The EVMbench re-execution framework is implemented in Rust to facilitate the precise replay of agent transactions within a controlled environment. This allows for deterministic analysis of agent behavior, enabling developers to step through each transaction and inspect state changes with high fidelity. The framework captures all necessary data, including transaction inputs, gas costs, and resulting state modifications, providing detailed insights into agent actions. By replaying transactions multiple times with the same inputs, potential issues, such as unexpected state transitions or logic errors, can be reliably identified and debugged, ensuring the integrity and predictability of the tested agents.

EVMbench employs on-chain event monitoring to rigorously assess exploit success by tracking transactions and resultant state changes directly on the Ethereum blockchain. This process involves the observation of specific event logs emitted by smart contracts during and after agent interactions.
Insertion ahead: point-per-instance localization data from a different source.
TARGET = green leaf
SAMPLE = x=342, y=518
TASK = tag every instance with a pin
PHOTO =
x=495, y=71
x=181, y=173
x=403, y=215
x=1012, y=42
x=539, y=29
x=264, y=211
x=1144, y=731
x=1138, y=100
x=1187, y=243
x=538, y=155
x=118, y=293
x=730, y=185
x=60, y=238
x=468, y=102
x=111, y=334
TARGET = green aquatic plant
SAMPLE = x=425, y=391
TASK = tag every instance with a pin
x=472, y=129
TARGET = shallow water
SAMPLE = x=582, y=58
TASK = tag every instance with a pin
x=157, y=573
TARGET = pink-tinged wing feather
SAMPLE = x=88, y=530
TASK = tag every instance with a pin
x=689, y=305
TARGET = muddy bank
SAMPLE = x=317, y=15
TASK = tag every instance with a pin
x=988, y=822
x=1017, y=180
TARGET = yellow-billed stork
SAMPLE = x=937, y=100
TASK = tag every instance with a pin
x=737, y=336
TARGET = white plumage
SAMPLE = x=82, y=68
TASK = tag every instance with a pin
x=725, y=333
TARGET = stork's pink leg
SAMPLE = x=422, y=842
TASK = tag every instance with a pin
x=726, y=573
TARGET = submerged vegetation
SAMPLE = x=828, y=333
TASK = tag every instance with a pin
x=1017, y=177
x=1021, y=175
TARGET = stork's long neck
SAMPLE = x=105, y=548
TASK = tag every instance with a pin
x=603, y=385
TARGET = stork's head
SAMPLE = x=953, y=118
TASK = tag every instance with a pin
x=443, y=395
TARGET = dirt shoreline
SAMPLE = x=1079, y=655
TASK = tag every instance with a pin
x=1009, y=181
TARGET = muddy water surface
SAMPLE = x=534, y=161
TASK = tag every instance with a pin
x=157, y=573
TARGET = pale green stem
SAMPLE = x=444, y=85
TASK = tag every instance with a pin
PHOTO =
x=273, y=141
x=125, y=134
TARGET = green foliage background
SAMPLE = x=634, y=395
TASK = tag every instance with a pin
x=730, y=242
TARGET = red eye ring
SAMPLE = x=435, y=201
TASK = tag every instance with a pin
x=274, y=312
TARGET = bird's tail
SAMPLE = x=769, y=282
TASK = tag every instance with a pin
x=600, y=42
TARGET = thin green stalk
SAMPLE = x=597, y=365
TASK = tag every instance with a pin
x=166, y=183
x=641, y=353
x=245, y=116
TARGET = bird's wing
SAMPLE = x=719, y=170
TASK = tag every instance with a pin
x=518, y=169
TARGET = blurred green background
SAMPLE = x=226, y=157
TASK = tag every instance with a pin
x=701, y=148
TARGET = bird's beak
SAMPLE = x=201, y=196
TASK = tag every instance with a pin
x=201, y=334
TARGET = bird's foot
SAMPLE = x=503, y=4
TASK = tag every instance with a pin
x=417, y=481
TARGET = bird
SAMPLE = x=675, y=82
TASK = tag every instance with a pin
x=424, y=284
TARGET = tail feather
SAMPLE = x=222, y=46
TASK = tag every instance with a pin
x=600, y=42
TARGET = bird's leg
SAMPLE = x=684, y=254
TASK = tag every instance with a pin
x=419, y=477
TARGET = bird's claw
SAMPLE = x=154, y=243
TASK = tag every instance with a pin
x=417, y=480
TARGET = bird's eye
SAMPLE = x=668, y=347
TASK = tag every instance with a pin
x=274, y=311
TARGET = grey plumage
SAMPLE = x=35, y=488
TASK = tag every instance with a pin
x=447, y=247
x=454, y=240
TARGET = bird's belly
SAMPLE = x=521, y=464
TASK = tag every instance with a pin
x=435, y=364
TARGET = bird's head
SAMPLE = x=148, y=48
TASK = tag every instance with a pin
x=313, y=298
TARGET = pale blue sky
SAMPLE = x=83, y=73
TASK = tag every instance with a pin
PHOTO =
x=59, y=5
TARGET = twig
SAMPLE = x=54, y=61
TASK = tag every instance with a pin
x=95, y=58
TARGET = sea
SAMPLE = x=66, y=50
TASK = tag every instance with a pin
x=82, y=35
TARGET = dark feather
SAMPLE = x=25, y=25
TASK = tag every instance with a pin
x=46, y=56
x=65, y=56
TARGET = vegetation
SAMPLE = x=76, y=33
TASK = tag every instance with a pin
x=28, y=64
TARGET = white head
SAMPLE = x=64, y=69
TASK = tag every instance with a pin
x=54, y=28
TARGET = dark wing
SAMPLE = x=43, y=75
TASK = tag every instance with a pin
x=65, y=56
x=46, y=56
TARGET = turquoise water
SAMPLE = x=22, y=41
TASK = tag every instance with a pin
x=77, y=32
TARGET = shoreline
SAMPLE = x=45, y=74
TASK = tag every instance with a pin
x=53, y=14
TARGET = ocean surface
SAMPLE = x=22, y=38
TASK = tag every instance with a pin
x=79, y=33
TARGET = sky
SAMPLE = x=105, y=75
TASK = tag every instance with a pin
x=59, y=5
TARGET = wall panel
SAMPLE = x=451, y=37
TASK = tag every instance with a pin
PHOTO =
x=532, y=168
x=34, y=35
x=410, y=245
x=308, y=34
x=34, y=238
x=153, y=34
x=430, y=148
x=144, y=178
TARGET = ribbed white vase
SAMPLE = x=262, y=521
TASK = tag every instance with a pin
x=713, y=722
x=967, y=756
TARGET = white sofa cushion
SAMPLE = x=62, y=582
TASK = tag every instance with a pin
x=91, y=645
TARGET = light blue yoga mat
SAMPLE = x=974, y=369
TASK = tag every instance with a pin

These events detail actions such as token transfers, contract calls, and modifications to storage variables. By analyzing the sequence and content of these events, EVMbench can definitively determine whether an exploit achieved its intended outcome, such as unauthorized fund withdrawals or contract control hijacking, and validate the agent’s behavior against expected results. The immutability of blockchain data ensures the reliability of these event-based verification mechanisms.

Across all task modes, agents built on the OpenCode scaffold (<span class="katex-eq" data-katex-display="false">OC</span>) demonstrate comparable performance to models run with their native CLIs (e.g., GPT-5.3-Codex with Codex, Claude models with Claude Code, and Gemini 3 Pro with Gemini CLI), as indicated by bootstrap confidence intervals (see Table J for complete results). — Across all task modes, agents built on the OpenCode scaffold ( $OC$ ) demonstrate comparable performance to models run with their native CLIs (e.g., GPT-5.3-Codex with Codex, Claude models with Claude Code, and Gemini 3 Pro with Gemini CLI), as indicated by bootstrap confidence intervals (see Table J for complete results).

A Holistic Approach to Smart Contract Security and Future Implications

EVMbench distinguishes itself through a commitment to comprehensive security assessment, moving beyond the typical practice of pinpointing isolated vulnerabilities. The framework is designed to systematically explore a codebase, actively seeking out the full spectrum of potential flaws – from subtle logic errors to critical security breaches. This holistic approach acknowledges that software security isn’t simply about fixing known issues, but about proactively discovering and addressing all possible weaknesses before they can be exploited. By prioritizing exhaustive coverage, EVMbench provides a more robust and reliable evaluation of smart contract security, ultimately fostering more resilient and trustworthy decentralized applications.

EVMbench’s innovative “Patch Mode” transcends simple vulnerability detection by actively employing tools like Foundry to synthesize functional code fixes. This capability demonstrates a significant advancement in automated security – the agent doesn’t merely flag potential flaws, but attempts to resolve them autonomously. By leveraging automated test infrastructure and code generation, the framework can propose and validate patches, effectively automating a portion of the vulnerability remediation process. This proactive approach suggests a future where security agents can contribute to a codebase’s security posture not just through identification, but through direct, automated correction, potentially reducing the burden on human developers and accelerating the resolution of critical security risks.

EVMbench distinguishes itself through a deliberate focus on high-severity vulnerabilities, recognizing that not all security flaws are created equal. This prioritization moves beyond simply identifying a large number of issues to concentrate on those posing the greatest immediate risk to smart contract security and user funds. By targeting vulnerabilities with the potential for significant damage – such as critical bugs allowing for unauthorized fund access or contract manipulation – the framework maximizes its impact on real-world security. This strategic approach ensures that limited security resources are directed towards mitigating the most dangerous threats, offering a more efficient and effective method for improving the overall resilience of the Ethereum ecosystem and beyond.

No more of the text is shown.